27 listopada 2011, 17:50
witam - od tygodnia stosuje diete 1000kcal i ZERO słodyczy...
postanowiłam załozyc wątek aby razem sie wspierac i tych słodyczy nie jeść.
kto chetny do utraty kg????????
zapraszam
1 grudnia 2011, 10:52
kojotka dziekuje ze załozyłas tabele...
ja naprawde nie miałam czasu jestes cudowna:)
Edytowany przez fretka5 1 grudnia 2011, 10:53
1 grudnia 2011, 13:18
Fretka5 nie ma za co:) U mnie pokus dziś nie będzie na szczęście, bo mąż pozwolił mi w swojej łaskawości<
> nie iść do pracy (pracujemy w jednej firmie i mnie usprawiedliwi), więc żadnych ciasteczek nie zobaczę! W domu też nic słodkiego nie posiadam.

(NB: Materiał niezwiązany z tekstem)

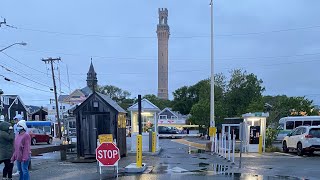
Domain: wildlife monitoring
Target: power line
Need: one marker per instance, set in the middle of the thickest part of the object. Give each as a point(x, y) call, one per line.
point(23, 63)
point(177, 37)
point(180, 59)
point(23, 76)
point(7, 79)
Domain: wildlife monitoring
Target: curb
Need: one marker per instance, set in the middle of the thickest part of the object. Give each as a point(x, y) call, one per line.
point(133, 153)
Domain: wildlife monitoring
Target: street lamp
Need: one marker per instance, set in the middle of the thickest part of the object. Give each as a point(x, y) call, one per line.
point(1, 104)
point(212, 121)
point(21, 43)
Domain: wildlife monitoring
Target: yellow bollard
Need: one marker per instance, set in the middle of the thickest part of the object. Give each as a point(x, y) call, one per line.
point(260, 144)
point(139, 151)
point(154, 142)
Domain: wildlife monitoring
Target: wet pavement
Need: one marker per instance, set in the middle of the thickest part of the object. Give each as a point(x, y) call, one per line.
point(180, 161)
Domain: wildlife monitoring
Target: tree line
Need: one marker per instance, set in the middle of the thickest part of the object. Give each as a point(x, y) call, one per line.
point(234, 96)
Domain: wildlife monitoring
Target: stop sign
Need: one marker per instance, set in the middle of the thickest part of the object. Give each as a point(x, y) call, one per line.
point(107, 154)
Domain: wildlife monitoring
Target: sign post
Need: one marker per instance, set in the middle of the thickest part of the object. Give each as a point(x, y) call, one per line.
point(212, 133)
point(139, 151)
point(108, 154)
point(139, 137)
point(154, 142)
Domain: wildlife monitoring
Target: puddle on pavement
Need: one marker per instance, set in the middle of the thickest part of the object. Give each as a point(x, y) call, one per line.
point(195, 151)
point(229, 176)
point(203, 164)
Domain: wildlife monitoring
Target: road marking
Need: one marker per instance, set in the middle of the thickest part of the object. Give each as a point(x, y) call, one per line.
point(176, 170)
point(190, 144)
point(285, 154)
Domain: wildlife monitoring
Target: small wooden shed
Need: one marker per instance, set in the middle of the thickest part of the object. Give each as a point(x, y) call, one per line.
point(99, 114)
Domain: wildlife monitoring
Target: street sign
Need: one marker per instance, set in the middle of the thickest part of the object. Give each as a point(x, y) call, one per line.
point(107, 154)
point(105, 138)
point(212, 131)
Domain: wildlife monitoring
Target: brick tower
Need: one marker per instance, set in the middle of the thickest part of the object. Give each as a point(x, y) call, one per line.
point(163, 32)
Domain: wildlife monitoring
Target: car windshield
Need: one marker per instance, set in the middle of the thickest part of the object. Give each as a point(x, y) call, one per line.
point(315, 132)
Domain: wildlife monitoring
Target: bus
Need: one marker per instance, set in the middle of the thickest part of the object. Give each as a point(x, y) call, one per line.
point(287, 124)
point(46, 126)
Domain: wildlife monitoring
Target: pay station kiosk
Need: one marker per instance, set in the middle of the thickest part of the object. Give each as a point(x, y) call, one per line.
point(254, 125)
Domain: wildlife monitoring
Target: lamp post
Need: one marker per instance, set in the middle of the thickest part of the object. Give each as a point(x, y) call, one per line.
point(212, 121)
point(1, 104)
point(21, 43)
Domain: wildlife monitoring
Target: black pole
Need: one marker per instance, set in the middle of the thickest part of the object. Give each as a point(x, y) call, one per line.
point(139, 114)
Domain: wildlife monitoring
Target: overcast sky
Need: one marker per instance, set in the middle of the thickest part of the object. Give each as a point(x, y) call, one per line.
point(276, 40)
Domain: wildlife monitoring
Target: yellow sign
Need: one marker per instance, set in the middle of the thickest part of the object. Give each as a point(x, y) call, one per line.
point(139, 151)
point(212, 131)
point(154, 142)
point(105, 138)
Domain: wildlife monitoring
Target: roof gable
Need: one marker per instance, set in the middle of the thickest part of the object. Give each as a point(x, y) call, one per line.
point(169, 110)
point(146, 105)
point(111, 102)
point(104, 98)
point(76, 92)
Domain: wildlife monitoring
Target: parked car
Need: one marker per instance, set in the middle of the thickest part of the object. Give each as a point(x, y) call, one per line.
point(39, 136)
point(167, 130)
point(303, 139)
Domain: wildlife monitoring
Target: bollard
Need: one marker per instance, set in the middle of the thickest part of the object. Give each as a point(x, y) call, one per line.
point(260, 144)
point(229, 147)
point(225, 146)
point(233, 147)
point(220, 145)
point(215, 144)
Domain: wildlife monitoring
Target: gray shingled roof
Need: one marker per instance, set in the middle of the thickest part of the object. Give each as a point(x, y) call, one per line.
point(86, 91)
point(112, 103)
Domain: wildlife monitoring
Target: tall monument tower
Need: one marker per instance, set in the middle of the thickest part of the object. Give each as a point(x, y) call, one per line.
point(163, 32)
point(92, 81)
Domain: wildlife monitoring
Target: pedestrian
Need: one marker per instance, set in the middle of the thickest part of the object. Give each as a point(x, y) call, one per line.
point(6, 149)
point(22, 152)
point(16, 119)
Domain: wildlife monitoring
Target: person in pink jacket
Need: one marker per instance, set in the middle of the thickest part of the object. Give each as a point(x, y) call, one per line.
point(22, 150)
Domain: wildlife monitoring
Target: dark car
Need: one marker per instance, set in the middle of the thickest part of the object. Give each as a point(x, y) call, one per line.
point(39, 136)
point(167, 130)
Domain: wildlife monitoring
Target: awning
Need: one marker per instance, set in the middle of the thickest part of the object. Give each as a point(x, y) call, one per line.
point(178, 125)
point(38, 123)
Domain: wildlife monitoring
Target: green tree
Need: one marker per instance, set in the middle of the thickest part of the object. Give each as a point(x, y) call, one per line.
point(160, 103)
point(283, 106)
point(243, 91)
point(200, 111)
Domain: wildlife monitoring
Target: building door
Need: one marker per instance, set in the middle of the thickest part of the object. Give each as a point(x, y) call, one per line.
point(89, 135)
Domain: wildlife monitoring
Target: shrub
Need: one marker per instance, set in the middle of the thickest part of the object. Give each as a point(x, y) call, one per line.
point(271, 136)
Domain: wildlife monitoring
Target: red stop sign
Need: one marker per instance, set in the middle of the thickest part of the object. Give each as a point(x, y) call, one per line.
point(107, 154)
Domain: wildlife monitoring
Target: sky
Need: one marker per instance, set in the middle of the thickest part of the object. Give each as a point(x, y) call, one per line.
point(276, 40)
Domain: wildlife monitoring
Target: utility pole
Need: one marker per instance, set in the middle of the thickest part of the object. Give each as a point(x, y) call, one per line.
point(51, 61)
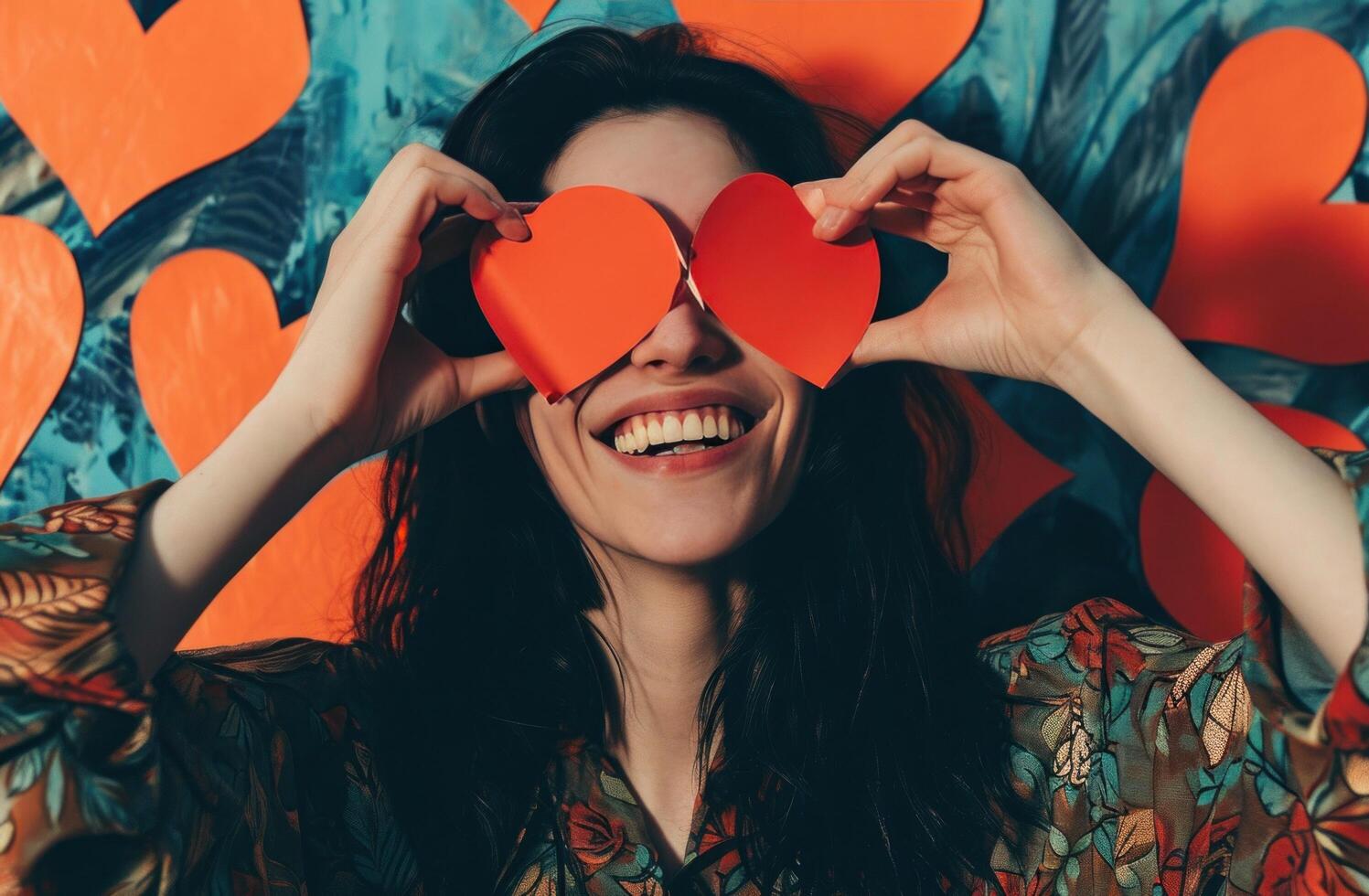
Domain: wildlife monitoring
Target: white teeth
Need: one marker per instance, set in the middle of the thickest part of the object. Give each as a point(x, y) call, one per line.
point(638, 432)
point(671, 429)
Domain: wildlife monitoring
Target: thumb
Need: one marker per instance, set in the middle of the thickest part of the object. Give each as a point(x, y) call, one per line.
point(487, 374)
point(810, 195)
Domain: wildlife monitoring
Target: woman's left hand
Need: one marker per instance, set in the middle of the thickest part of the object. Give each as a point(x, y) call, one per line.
point(1021, 287)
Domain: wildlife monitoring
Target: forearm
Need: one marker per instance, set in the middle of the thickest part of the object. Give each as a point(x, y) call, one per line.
point(211, 521)
point(1283, 507)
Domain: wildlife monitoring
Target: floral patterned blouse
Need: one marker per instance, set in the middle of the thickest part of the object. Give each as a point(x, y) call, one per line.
point(1161, 763)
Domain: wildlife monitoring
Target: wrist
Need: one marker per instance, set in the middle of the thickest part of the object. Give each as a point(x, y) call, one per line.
point(292, 434)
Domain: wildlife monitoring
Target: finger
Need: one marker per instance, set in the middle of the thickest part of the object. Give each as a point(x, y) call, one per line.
point(487, 374)
point(925, 156)
point(892, 339)
point(898, 135)
point(413, 203)
point(400, 167)
point(369, 294)
point(901, 220)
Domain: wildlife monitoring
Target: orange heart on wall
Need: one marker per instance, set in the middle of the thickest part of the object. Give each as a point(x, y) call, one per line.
point(872, 57)
point(207, 345)
point(41, 311)
point(1194, 570)
point(118, 111)
point(1259, 258)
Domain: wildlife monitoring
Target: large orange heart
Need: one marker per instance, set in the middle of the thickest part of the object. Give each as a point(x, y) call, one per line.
point(1261, 259)
point(41, 309)
point(207, 345)
point(118, 111)
point(603, 267)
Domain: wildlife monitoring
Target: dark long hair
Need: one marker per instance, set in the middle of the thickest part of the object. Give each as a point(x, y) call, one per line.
point(857, 727)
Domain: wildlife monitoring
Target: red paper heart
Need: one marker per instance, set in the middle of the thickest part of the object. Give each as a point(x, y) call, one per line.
point(603, 267)
point(801, 300)
point(597, 273)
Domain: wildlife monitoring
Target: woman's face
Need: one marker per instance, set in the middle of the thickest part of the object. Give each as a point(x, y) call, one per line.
point(647, 458)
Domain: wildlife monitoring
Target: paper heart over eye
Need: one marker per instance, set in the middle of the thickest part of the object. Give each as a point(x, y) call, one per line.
point(603, 269)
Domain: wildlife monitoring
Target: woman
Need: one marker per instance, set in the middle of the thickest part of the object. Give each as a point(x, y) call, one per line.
point(584, 669)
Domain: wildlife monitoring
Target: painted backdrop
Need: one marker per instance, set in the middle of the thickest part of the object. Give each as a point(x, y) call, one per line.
point(171, 176)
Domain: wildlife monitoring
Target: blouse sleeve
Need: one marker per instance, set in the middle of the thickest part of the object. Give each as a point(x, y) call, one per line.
point(1164, 763)
point(193, 782)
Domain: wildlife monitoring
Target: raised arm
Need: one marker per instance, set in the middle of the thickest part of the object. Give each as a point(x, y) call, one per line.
point(1024, 297)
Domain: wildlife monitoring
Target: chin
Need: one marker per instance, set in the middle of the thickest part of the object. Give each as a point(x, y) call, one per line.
point(683, 545)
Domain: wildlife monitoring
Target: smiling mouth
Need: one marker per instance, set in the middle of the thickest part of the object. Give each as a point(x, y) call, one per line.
point(678, 432)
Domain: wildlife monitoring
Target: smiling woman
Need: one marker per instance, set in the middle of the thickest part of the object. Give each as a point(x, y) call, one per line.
point(697, 625)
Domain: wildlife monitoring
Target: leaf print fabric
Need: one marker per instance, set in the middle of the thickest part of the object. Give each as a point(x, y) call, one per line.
point(1160, 763)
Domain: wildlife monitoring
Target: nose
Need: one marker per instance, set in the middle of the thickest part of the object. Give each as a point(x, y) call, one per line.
point(685, 341)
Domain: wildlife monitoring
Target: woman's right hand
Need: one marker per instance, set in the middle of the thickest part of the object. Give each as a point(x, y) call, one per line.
point(361, 375)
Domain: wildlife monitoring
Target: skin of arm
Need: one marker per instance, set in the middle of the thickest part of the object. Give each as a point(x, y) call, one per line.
point(211, 521)
point(1286, 509)
point(1024, 297)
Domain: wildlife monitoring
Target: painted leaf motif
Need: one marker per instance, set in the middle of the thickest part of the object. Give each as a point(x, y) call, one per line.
point(22, 592)
point(1135, 835)
point(1227, 717)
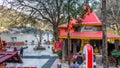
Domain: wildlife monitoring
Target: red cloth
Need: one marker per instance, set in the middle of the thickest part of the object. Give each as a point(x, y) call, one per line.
point(58, 45)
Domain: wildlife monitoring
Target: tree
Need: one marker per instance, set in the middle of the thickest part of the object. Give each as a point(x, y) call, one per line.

Jak radzicie sobie z głodem cukrowym?? Ja mam obawy, że zacznę jeść słone przekąski..
- Dołączył: 2011-08-03
- Miasto: Warszawa
- Liczba postów: 2182
1 grudnia 2011, 13:22
mogę dołączyć?? walcze każdego dnia :/
1 grudnia 2011, 13:33
FatLollipop pewnie że możesz! Im nas więcej tym lepiej:) Już dopisuję Cię do tabelki(str 4), napiszesz czy jadłaś słodkości od poniedziałku?
1 grudnia 2011, 14:20
mozesz mozesz, a ty jedz mandarynki to nie bedziesz miała ochoty na słodkie:)
a ja dzis byłam w cukierni kupic ciasto na imieniny ,,, ach ile pokus. ale wytrzymałam:)
- Dołączył: 2007-07-18
- Miasto: Łódź
- Liczba postów: 365
1 grudnia 2011, 18:12
Witamy!:-)
Fretka5. Kupowałaś ciasto i nie spróbowałaś? Wow, niesamowita wytrwałość, gratuluję i zazdroszczę.;-)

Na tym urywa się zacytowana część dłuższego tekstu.